かつてMINIといえば3ドア一択でしたが、いまは5つものパッケージがあります。これから念願のMINIを買おうという方は、まず初めにこのボディタイプの選択から始めてみるのがオススメです。ザックリ検証してみましょう。
●3ドア(F55)
ボディサイズ:全長3865×全幅1725×全高1430mm
ホイールベース:2495mm
エントリー価格:273万円
※クーパーSの全長は3880mm
※JCW設定あり
●コンバーチブル(F57)
ボディサイズ:全長3865×全幅1725×全高1415mm
ホイールベース:2495mm
エントリー価格:385万円
※クーパーSの全長は3880mm
※JCW設定あり
※全モデル、ガソリンエンジンのみ
●5ドア(F56)
ボディサイズ:全長4025×全幅1725×全高1430mm
ホイールベース:2565mm
エントリー価格:290万円
※クーパーS及びクーパーSDの全長は4040mm
MINIと聞いて真っ先に思い浮かぶのは3ドアでしょうか。ご先祖様のキュートなカワイイ印象はやはり3ドアの魅力です。しかもエントリープライスはラインナップ中、もっとも財布に優しい273万円(モデル名ONE)。キャラクターが最大の魅力ならこのモデルで十分おつりが来ます。

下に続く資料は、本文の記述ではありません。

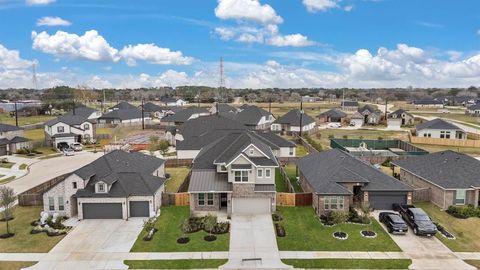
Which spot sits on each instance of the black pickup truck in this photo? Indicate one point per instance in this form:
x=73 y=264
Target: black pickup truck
x=418 y=220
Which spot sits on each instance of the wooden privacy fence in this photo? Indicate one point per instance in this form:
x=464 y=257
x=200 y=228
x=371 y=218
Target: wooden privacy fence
x=34 y=196
x=294 y=199
x=177 y=199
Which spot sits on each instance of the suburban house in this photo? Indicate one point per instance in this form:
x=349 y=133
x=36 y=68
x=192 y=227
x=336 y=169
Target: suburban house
x=255 y=118
x=12 y=140
x=184 y=115
x=429 y=103
x=474 y=110
x=372 y=115
x=197 y=133
x=349 y=105
x=69 y=129
x=235 y=174
x=86 y=112
x=451 y=178
x=338 y=181
x=332 y=116
x=290 y=122
x=440 y=129
x=399 y=118
x=173 y=102
x=357 y=119
x=117 y=185
x=121 y=116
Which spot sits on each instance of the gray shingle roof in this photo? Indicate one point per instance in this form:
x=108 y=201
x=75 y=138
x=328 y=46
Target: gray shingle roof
x=448 y=169
x=184 y=115
x=293 y=118
x=437 y=123
x=129 y=174
x=326 y=170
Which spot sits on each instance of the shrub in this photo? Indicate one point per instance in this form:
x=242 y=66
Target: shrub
x=337 y=217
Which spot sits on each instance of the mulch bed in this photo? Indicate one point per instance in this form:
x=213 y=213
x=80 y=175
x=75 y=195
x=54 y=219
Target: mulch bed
x=340 y=235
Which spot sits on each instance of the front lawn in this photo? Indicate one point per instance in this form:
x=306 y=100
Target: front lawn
x=165 y=240
x=175 y=264
x=304 y=232
x=23 y=241
x=13 y=265
x=177 y=175
x=465 y=230
x=349 y=263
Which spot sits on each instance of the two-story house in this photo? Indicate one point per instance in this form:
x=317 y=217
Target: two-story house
x=69 y=129
x=12 y=140
x=117 y=185
x=235 y=174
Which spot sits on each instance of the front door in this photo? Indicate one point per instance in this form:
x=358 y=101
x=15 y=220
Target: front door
x=223 y=199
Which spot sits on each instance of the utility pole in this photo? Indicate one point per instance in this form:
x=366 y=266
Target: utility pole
x=143 y=118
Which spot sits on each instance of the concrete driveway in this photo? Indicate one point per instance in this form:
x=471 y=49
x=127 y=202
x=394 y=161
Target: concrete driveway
x=93 y=244
x=427 y=252
x=253 y=244
x=46 y=169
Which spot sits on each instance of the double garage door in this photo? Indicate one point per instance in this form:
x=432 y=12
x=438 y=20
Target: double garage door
x=114 y=210
x=384 y=200
x=249 y=206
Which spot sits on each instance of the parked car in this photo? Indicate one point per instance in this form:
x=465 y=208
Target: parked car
x=76 y=146
x=62 y=145
x=418 y=220
x=334 y=125
x=68 y=152
x=394 y=222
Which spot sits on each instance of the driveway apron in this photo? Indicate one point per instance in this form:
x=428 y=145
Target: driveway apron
x=253 y=244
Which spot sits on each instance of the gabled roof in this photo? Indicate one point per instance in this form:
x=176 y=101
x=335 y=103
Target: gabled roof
x=71 y=120
x=447 y=169
x=7 y=128
x=398 y=113
x=184 y=115
x=326 y=170
x=123 y=114
x=293 y=118
x=123 y=105
x=437 y=123
x=128 y=173
x=251 y=115
x=336 y=113
x=82 y=111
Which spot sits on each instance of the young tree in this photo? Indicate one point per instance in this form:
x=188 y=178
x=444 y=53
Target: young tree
x=7 y=200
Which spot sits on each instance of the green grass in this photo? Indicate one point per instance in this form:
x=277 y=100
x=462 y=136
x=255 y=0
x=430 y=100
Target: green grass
x=291 y=171
x=23 y=241
x=7 y=165
x=165 y=240
x=177 y=176
x=280 y=185
x=465 y=230
x=306 y=233
x=175 y=264
x=301 y=151
x=349 y=263
x=13 y=265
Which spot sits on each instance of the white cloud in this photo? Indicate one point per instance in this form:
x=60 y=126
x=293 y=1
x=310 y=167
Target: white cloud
x=153 y=54
x=52 y=21
x=39 y=2
x=249 y=10
x=320 y=5
x=89 y=46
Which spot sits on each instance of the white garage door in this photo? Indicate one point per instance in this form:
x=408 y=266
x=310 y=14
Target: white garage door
x=251 y=206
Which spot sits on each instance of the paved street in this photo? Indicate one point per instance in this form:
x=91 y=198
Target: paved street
x=46 y=169
x=253 y=244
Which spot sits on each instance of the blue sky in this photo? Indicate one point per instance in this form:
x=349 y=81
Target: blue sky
x=295 y=43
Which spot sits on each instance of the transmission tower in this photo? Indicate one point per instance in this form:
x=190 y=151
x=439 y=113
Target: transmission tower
x=34 y=76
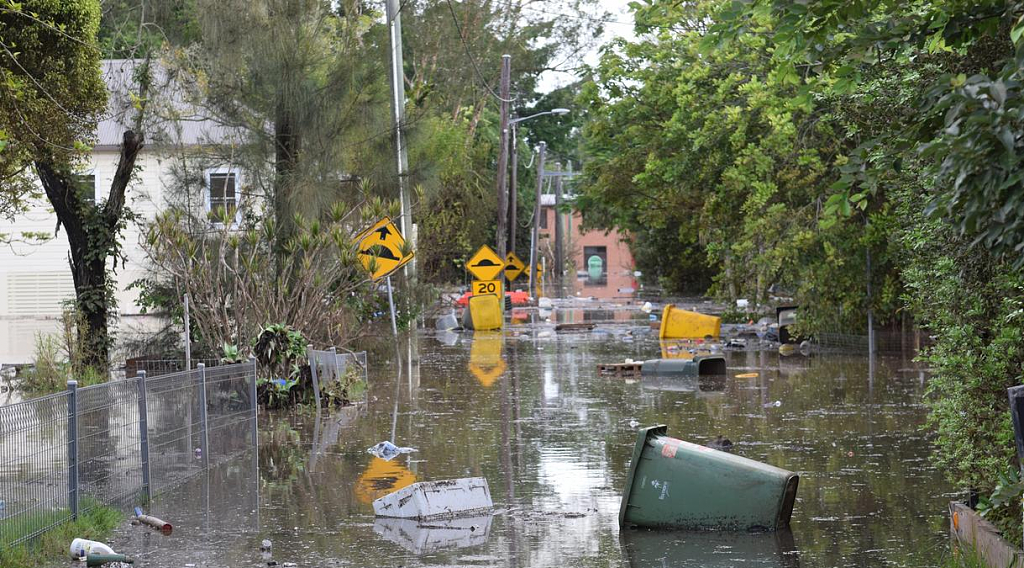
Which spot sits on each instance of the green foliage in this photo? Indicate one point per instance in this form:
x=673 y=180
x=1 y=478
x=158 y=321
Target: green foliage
x=1003 y=506
x=50 y=89
x=279 y=348
x=230 y=354
x=59 y=358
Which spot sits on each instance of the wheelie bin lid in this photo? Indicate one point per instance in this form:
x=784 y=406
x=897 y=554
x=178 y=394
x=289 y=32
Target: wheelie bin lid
x=642 y=436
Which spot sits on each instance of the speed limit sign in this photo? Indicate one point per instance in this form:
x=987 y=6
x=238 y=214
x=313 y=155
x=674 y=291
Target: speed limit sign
x=486 y=287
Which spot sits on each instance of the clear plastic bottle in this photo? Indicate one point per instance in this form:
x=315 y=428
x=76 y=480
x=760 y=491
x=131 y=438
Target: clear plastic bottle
x=82 y=547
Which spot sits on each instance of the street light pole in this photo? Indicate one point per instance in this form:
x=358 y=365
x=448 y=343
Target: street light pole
x=503 y=154
x=542 y=150
x=513 y=195
x=398 y=106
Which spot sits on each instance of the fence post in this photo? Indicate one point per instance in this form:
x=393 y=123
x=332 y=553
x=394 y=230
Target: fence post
x=204 y=436
x=313 y=359
x=143 y=432
x=1016 y=395
x=73 y=448
x=255 y=405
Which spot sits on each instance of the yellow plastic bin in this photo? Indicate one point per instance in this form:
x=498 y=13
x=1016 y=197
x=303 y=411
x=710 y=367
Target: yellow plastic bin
x=680 y=323
x=483 y=312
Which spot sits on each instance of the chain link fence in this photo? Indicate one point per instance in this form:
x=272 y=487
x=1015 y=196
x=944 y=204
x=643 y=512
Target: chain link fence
x=116 y=443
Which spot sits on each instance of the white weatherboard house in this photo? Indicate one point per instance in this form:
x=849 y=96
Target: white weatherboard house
x=35 y=278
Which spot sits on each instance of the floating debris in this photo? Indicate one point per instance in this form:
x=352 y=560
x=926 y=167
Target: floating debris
x=387 y=451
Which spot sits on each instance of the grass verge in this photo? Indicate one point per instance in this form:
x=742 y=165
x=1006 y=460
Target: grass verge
x=47 y=550
x=965 y=557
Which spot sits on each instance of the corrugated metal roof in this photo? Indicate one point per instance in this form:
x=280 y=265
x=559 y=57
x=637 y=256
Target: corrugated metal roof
x=171 y=118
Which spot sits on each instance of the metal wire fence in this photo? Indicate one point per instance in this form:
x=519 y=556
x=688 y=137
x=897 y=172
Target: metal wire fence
x=34 y=451
x=156 y=367
x=115 y=443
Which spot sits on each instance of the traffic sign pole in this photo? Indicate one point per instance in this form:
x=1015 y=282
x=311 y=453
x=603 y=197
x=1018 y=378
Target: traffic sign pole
x=390 y=301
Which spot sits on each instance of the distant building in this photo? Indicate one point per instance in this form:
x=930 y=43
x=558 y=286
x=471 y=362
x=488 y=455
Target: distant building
x=35 y=278
x=604 y=266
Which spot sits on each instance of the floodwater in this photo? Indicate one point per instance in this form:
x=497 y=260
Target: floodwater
x=526 y=410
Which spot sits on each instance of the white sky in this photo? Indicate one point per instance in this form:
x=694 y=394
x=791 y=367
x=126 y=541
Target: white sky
x=620 y=25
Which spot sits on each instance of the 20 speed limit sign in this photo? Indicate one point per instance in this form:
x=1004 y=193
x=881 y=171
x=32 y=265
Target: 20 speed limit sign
x=486 y=287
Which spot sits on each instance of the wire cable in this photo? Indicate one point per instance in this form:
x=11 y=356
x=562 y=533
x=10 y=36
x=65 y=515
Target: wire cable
x=465 y=45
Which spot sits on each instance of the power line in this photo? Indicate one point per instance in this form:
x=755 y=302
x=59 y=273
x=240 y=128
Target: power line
x=587 y=18
x=462 y=38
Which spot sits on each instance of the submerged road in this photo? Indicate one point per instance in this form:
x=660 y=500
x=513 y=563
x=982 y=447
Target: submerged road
x=527 y=410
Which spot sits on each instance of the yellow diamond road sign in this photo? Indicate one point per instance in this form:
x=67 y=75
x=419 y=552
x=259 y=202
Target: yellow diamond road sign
x=380 y=249
x=513 y=266
x=485 y=264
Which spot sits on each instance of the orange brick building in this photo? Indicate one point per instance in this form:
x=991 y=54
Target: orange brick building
x=602 y=261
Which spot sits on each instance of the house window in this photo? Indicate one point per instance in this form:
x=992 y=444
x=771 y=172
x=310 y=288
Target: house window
x=595 y=261
x=222 y=193
x=85 y=184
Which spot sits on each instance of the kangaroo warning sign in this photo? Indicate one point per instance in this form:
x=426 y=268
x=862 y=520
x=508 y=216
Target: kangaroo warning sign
x=381 y=249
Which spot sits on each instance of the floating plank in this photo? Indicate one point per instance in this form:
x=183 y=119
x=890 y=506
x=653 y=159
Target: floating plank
x=437 y=499
x=586 y=325
x=621 y=369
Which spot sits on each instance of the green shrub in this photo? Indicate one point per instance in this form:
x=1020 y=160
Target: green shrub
x=95 y=523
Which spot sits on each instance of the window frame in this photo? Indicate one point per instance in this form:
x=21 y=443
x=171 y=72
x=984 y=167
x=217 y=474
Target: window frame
x=95 y=179
x=208 y=187
x=605 y=272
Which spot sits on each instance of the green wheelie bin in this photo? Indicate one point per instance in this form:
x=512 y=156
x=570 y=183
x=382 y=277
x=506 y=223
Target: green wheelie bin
x=677 y=484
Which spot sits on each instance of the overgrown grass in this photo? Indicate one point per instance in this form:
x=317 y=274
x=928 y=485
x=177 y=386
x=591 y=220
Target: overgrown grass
x=965 y=557
x=52 y=369
x=50 y=548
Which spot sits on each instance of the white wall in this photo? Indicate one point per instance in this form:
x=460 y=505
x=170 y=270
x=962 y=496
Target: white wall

で、3ドアしか目に入らない方はコンバーチブルも検討を。キャンバストップの幌ですが静粛性が高く、また、前席頭上だけをオープン状態にすることもできます。傍から見れば閉めた状態に見えてもサンルーフより開口部が広く、そのドライブフィールは爽快そのもの。変に悪目立ちせず、女子ウケも抜群です。
●クラブマン(F54)
ボディサイズ:全長4725×全幅1800×全高1470mm
ホイールベース:2670mm
エントリー価格:369万円
※JCW設定あり
実用性の高いステーションワゴンボディをもつクラブマンですが、あえてネガを探すとすればMINIの名にそぐわないボディサイズにあるかもしれません。5ドアと比較して全長700mm、全幅75mm、全高40mm大きく、ホイールベースは105mmも長いのです。
コレはあくまでも数字を比較した場合のハナシなので、無論、車両自体の魅力をスポイルするものではありません。このボディサイズだからこそファーストカーになり得るのもまた事実なのですから。子育て世代にも十分に対応するクラブマンです。
●クロスオーバー(F60)
ボディサイズ:全長4315×全幅1820×全高1595mm
ホイールベース:2670mm
エントリー価格:395万円
※JCW設定あり
広い意味ではSUV、適切に表現すれば車名そのものズバリのクロスオーバー車。その特徴はガソリンとディーゼルの前輪駆動モデルの他に、ディーゼルの4輪駆動モデル2機種とPHEVをラインナップすること。
デザインイメージはキュートというより、ちょっと精悍な弟的デザインであること。また、側面から見たフォルムは独特のキャラクターを作り出します。この点は好みがキッパリと分かれるかもしれません。
最後に機械的なパワーユニットのデータをまとめようと思い整理していたのですが、何と最終的に数えたら13タイプもありました。いまさらですが、MINIのラインナップの奥深さには驚かされます。
3ドアと5ドアにはガソリンとディーゼル(ともに1.5Lと2.0Lの排気量。全車ターボエンジン)が用意されるのですが、クラブマンやクロスオーバーは比較してボディが大きく、また走り方(使い方)が異なるために、メーカーのBMWは繊細な専用チューニングを施していたのです。
流石に13タイプすべてを掲載していてはスペースがなくなってしまいます。MINI選び事始めはまずボディタイプから。なお、今回は飛び切りスポーティなJCW(ジョン・クーパー・ワークス)は指名買いモデルということで割愛しました。ご容赦ください。